Causes and solutions of heating of LED lights
The reason why the LED heats up is because the added electrical energy is not all converted into light energy, but a part of it is converted into heat energy. The light efficiency of LED is currently only 100lm/W, and its electro-optical conversion efficiency is only about 20~30%. That is to say, about 70% of the electrical energy is turned into heat energy.
Specifically, the generation of LED junction temperature is caused by two factors:
1. The internal quantum efficiency is not high, that is, when electrons and holes are recombined, photons cannot be generated 100%, which is usually referred to as "current leakage", which reduces the recombination rate of carriers in the PN region. The leakage current multiplied by the voltage is the power of this part, which is converted into heat energy, but this part does not account for the main component, because the internal photon efficiency is now close to 90%.
2. The photons generated inside cannot all be emitted to the outside of the chip and finally converted into heat. This part is the main part, because the current so-called external quantum efficiency is only about 30%, and most of it is converted into heat.
Although the luminous efficiency of the incandescent lamp is very low, only about 15lm/W, it converts almost all the electrical energy into light energy and radiates it out. Because most of the radiant energy is infrared, the luminous efficiency is very low, but it eliminates the cooling problem.
Heat dissipation solutions for LED lighting fixtures
Solving the heat dissipation of Led mainly starts from two aspects. Before and after packaging, it can be understood as the heat dissipation of the LED chip and the heat dissipation of the LED lamp. Because any LED will be made into a lamp, the LED core
The heat generated by the chip is always dissipated into the air through the housing of the luminaire. If the heat dissipation is not good, because the heat capacity of the LED chip is very small, a little heat accumulation will quickly increase the junction temperature of the chip. If it works at a high temperature for a long time, its life will be shortened quickly. However, there are many ways that this heat can actually be directed out of the chip to the outside air. Specifically, the heat generated by the LED chip comes out of its metal heat sink, first passes through the solder to the PCB of the aluminum substrate, and then passes through the thermal paste to the aluminum heat sink. Therefore, the heat dissipation of LED lamps
actually includes two parts: heat conduction and heat dissipation.
However, the heat dissipation of the LED lamp housing will also have different choices depending on the power size and the place of use. There are mainly the following cooling methods:
1. Aluminum heat dissipation fins: This is the most common heat dissipation method, using aluminum heat dissipation fins as part of the housing to increase the heat dissipation area.
2. Thermally conductive plastic shell: Fill the thermal conductive material during injection molding of the plastic shell to increase the thermal conductivity and heat dissipation capacity of the plastic shell.
3. Air hydrodynamics: Using the shape of the lamp housing to create convection air, which is the lowest cost way to enhance heat dissipation.
4. Fan, long-life high-efficiency fan is used inside the lamp housing to enhance heat dissipation, with low cost and good effect. However, it is more troublesome to replace the fan, and it is not suitable for outdoor use.

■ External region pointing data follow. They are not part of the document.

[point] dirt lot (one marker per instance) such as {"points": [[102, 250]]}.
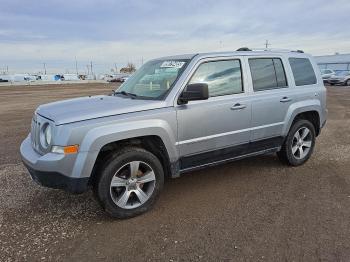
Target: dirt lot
{"points": [[250, 210]]}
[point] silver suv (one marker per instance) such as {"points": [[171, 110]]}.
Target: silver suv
{"points": [[174, 115]]}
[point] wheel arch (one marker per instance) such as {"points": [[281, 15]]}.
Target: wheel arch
{"points": [[151, 143], [310, 112]]}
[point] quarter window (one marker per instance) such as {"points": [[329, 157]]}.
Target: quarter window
{"points": [[302, 71], [222, 77], [267, 73]]}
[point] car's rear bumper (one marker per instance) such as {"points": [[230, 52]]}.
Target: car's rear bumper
{"points": [[52, 170]]}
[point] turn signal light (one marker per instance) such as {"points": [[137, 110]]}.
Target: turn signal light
{"points": [[65, 149], [71, 149]]}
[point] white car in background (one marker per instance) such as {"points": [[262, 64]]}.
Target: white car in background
{"points": [[326, 74], [340, 78]]}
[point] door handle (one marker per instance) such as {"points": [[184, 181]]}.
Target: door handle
{"points": [[285, 99], [238, 106]]}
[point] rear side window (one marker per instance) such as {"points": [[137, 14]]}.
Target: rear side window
{"points": [[302, 71], [222, 77], [267, 73]]}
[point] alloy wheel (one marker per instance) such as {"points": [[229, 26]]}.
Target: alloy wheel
{"points": [[132, 185], [301, 143]]}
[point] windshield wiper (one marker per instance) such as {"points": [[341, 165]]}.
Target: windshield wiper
{"points": [[126, 94]]}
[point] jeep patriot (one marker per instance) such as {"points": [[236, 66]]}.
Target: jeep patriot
{"points": [[174, 115]]}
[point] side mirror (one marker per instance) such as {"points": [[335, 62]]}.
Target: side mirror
{"points": [[198, 91]]}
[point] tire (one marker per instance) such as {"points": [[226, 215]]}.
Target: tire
{"points": [[290, 153], [137, 177]]}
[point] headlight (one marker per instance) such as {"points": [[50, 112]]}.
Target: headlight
{"points": [[47, 136]]}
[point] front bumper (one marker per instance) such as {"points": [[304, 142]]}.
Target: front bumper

This design is relatively rare.
5. Heat pipe, using heat pipe technology to conduct heat from the LED chip to the heat dissipation fins of the shell. It is a common design in large lamps such as street lamps.
6. Surface radiation heat dissipation treatment, the surface of the lamp housing is treated with radiation heat dissipation treatment, which can take the heat away from the surface of the lamp housing by radiation.
Generally speaking, the luminous efficiency of LEDs is still relatively low at present, which causes the junction temperature to rise and the lifespan to decrease. In order to reduce the junction temperature to increase the life, it is necessary to pay great attention to the problem of heat dissipation.